Я не сразу заметил девушку. Она сидела на деревянной скамейке, немного в стороне. В руках — планшет с бумагой, карандаш, который легко скользил по поверхности. Её движения были чёткими, быстрыми, будто она давно знала, что именно хочет изобразить. Ветер трепал пряди её волос, но она не отвлекалась — полностью погружённая в своё занятие, словно всё вокруг перестало существовать.
Я застыл.
Не из-за того, что она была красивой — хотя, наверное, была. А потому что выглядела иначе, спокойной, настоящей. Такой... будто принадлежала совсем другому миру. Тому, где нет шума, давления, вечной спешки. Миру, где можно просто сидеть с карандашом в руке и творить.

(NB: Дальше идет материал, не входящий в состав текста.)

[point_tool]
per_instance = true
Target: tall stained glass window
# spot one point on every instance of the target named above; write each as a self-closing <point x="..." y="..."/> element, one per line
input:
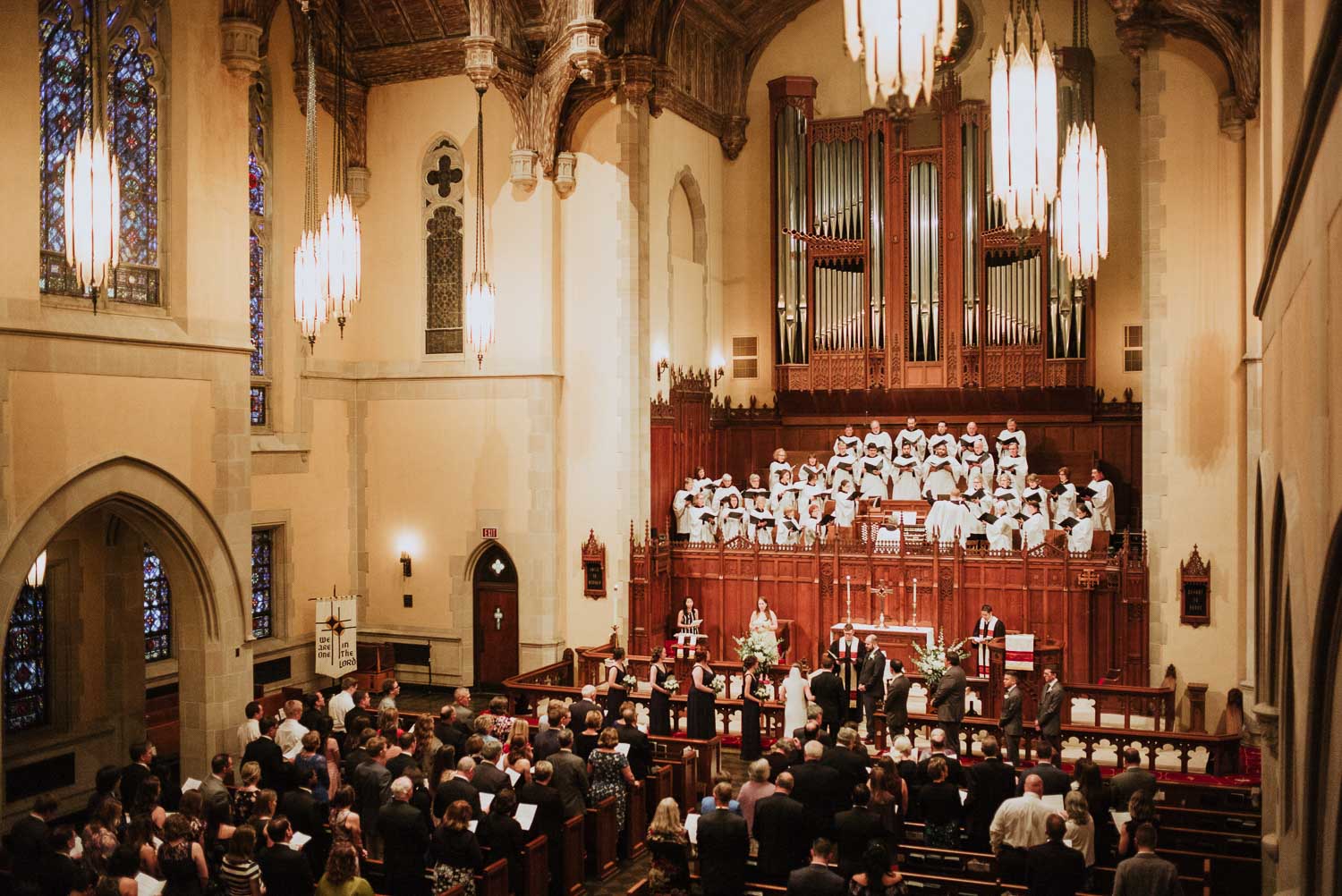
<point x="26" y="662"/>
<point x="263" y="569"/>
<point x="129" y="38"/>
<point x="157" y="609"/>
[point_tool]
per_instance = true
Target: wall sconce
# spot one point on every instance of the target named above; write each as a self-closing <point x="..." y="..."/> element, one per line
<point x="38" y="571"/>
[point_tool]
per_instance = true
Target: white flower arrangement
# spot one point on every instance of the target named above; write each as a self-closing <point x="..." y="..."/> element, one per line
<point x="931" y="660"/>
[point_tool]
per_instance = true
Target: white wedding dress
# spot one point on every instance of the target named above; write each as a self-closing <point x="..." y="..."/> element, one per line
<point x="794" y="707"/>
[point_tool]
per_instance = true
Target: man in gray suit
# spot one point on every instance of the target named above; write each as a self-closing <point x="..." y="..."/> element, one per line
<point x="1051" y="711"/>
<point x="896" y="700"/>
<point x="950" y="700"/>
<point x="1011" y="721"/>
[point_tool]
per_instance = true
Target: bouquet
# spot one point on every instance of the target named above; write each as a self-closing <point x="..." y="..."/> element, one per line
<point x="931" y="660"/>
<point x="765" y="649"/>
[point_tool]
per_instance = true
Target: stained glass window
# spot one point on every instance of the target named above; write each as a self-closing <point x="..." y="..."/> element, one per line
<point x="157" y="609"/>
<point x="26" y="662"/>
<point x="263" y="558"/>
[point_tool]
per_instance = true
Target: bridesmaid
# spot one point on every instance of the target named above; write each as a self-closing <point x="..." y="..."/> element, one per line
<point x="751" y="710"/>
<point x="702" y="723"/>
<point x="616" y="692"/>
<point x="659" y="703"/>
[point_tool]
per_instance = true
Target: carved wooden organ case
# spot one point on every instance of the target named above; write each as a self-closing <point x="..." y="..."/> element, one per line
<point x="893" y="266"/>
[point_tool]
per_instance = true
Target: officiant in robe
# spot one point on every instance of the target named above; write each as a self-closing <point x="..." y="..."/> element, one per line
<point x="848" y="654"/>
<point x="985" y="630"/>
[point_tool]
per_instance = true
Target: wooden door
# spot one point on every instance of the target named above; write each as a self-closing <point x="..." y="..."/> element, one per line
<point x="496" y="617"/>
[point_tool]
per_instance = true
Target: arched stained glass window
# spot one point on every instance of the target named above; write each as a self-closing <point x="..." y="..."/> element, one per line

Мне стало интересно, что она рисует. Может, окрестности? Или кого-то из памяти? Я машинально сделал шаг вперёд, но вовремя остановился. Подумал, что наблюдаю за ней слишком долго, и это... неправильно. Я отвернулся, будто пойманный на чём-то личном.
Решил начать тренировку. Как всегда — отжимания, подтягивания, растяжка. Но всё шло не так, как я делал раньше. Может быть, это из-за нового места? А может, дело в присутствии девушки?
После той самой встречи, когда я впервые заметил её — моё утро изменилось. Раньше я не приходил на детскую площадку, занимался в парке, тренировался, сбрасывал напряжение... А теперь? Мои тренировки проходили там, среди качелей, песочницы и горки. Я начал приходить туда неосознанно. Так, будто давал себе возможность застать её. Просто увидеть. Просто убедиться, что она снова здесь — с карандашом, бумагой и своей непроницаемой, тихой сосредоточенностью.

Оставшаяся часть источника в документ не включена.